Generals become exasperated with the failures of the civilian command to understand or appreciate military strategy and to consider diplomatic or political considerations before military ones.

We shouldn’t forget how difficult it is to convey the seriousness of any given military situation without actually seeing the situation on the ground.

For this reason Winston Churchill, who had served several periods in the army during war time, made a point of traveling regularly to the front (particularly after the invasion of Normandy), in order to confer directly with his generals about the war’s progress.  Adolf Hitler  spent most of the Second World War in a bunker complex on the Eastern Front,  so determined was he to remain close to the action.

In Stanley McChrytal’s case, it was only a few words – references to the incompetence of the civilian command in the persons of the Ambassador to Afghanistan, the Vice President and the President – but those same impressions are almost certainly on the mind of most of the American servicemen in that country.   This should be no wonder  since they are repeatedly told that that they can not undertake such and such an action, lest it bring about severe political consequences.

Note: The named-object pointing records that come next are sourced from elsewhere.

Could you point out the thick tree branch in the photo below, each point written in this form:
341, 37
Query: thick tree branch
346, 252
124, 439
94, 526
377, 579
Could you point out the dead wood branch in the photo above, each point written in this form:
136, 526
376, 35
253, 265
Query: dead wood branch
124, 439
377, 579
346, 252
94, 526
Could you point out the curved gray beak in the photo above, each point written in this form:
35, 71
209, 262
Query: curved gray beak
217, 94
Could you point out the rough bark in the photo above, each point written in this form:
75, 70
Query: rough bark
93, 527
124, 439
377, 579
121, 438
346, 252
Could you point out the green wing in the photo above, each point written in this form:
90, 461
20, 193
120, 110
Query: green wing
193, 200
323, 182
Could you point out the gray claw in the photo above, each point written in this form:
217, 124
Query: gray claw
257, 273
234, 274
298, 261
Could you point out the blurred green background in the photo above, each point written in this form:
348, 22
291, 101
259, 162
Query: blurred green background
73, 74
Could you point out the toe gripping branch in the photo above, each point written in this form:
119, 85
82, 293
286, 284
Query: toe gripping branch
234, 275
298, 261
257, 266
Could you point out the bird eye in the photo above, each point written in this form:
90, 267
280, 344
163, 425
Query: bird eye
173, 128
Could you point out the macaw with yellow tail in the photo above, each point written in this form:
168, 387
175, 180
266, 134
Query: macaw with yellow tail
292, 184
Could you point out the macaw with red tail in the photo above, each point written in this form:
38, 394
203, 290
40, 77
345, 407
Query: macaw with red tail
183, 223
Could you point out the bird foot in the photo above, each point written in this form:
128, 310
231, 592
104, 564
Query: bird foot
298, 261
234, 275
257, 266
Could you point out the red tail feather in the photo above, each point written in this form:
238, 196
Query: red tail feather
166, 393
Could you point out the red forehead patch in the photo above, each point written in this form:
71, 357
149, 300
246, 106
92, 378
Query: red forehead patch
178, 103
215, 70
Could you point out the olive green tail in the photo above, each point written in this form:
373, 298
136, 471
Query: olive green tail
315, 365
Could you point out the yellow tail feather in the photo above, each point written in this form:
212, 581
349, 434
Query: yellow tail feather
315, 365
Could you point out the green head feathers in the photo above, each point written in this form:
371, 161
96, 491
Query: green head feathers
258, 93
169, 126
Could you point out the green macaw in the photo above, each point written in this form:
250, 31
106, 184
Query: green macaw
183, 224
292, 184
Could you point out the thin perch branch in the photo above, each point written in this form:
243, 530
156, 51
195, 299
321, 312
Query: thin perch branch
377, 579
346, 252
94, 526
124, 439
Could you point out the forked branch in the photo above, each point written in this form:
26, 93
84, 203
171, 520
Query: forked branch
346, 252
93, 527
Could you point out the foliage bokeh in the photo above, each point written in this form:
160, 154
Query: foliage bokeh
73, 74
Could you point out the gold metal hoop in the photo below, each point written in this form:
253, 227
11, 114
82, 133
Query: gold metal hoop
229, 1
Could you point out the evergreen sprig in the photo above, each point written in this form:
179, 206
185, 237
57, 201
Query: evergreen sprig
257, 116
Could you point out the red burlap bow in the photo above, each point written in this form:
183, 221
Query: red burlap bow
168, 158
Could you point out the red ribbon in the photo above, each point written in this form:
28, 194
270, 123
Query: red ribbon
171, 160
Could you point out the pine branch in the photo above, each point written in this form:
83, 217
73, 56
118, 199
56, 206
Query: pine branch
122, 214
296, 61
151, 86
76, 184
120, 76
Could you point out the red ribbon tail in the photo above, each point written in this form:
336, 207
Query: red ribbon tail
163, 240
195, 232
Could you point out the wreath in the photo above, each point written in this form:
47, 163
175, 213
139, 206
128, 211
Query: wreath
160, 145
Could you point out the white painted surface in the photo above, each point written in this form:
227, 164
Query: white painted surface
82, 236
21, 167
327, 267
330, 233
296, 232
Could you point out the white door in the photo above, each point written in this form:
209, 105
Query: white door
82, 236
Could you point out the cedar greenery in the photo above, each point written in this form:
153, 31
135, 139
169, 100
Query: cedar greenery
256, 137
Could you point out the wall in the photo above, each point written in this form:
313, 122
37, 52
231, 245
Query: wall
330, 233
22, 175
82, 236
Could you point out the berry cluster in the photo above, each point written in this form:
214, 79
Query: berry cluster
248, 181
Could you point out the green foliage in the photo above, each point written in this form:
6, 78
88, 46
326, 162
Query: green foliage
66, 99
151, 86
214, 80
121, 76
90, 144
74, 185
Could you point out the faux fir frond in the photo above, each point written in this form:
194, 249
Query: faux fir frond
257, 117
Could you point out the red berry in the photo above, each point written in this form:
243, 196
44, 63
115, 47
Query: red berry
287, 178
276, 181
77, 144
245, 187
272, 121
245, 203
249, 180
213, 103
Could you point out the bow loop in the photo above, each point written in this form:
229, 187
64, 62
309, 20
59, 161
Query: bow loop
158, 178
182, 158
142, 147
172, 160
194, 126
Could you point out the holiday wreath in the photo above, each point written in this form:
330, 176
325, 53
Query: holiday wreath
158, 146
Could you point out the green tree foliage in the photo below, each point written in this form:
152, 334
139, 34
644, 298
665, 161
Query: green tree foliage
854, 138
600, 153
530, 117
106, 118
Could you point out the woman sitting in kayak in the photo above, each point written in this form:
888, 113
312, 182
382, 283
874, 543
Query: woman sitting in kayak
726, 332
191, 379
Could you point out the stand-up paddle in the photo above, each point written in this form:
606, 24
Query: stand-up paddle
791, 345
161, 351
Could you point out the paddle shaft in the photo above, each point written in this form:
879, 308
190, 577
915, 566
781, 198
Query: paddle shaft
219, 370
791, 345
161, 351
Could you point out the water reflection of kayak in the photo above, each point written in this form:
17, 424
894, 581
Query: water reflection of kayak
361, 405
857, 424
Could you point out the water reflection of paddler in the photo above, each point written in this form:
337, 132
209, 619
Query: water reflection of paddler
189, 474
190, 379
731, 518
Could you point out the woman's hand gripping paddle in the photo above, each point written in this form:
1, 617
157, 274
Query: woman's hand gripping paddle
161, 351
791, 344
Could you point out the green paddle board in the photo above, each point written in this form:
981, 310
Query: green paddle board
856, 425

This  is made no clearer than in the The Last 600 Meters – a documentary AFA screened last Sunday.  In its portrayal of the Battles for Fallujah and Najaf in 2004, the two deadliest battles of the Iraqi War, soldiers who fought in the battles, report themselves as mystified by the decisions of the civilian commanders to shackle them and forbid advances which could have eliminated significant strategic threats to the stability of Iraq.  In one instance,  the Mahdi Militia is cornered and about to be annihilated, ( removing a significant threat to American and Iraqi lives), when an order emerges from Washington, via Paul Bremer, to withdraw.

The soldiers are shown to be completely exasperated by the order and it is only explained to them well after the fact that the damage to Iraqi infrastructure and the loss of civilian life in the towns has forced upon the politicians a reconsidered approach.

Since the far off  days of Julius Caesar, civilian commanders have been wary of the runaway general in the field, who arrogates to himself all decision making.  The fear of  a general drunk on power, without sufficient restraints and respect for his own commanders, is an abiding concern of all democracies.

But we should not forget that while a professional army in a republic such as ours  works for us and is there to do our bidding, a commander-in-chief such as Barack Obama, who comes to the job  with less experience than any President in history, should learn better when to defer to his men in the field, invest a measure of faith in their experience and acumen and treat their military decisions with respect.

No, they should not have to tolerate open insubordination or publicly expressed contempt.  But at the same time they should have the humility to understand that the vital success of a military mission rests on the clear eyed vision of men in the field and there will never be a substitute for that bird’s eye view.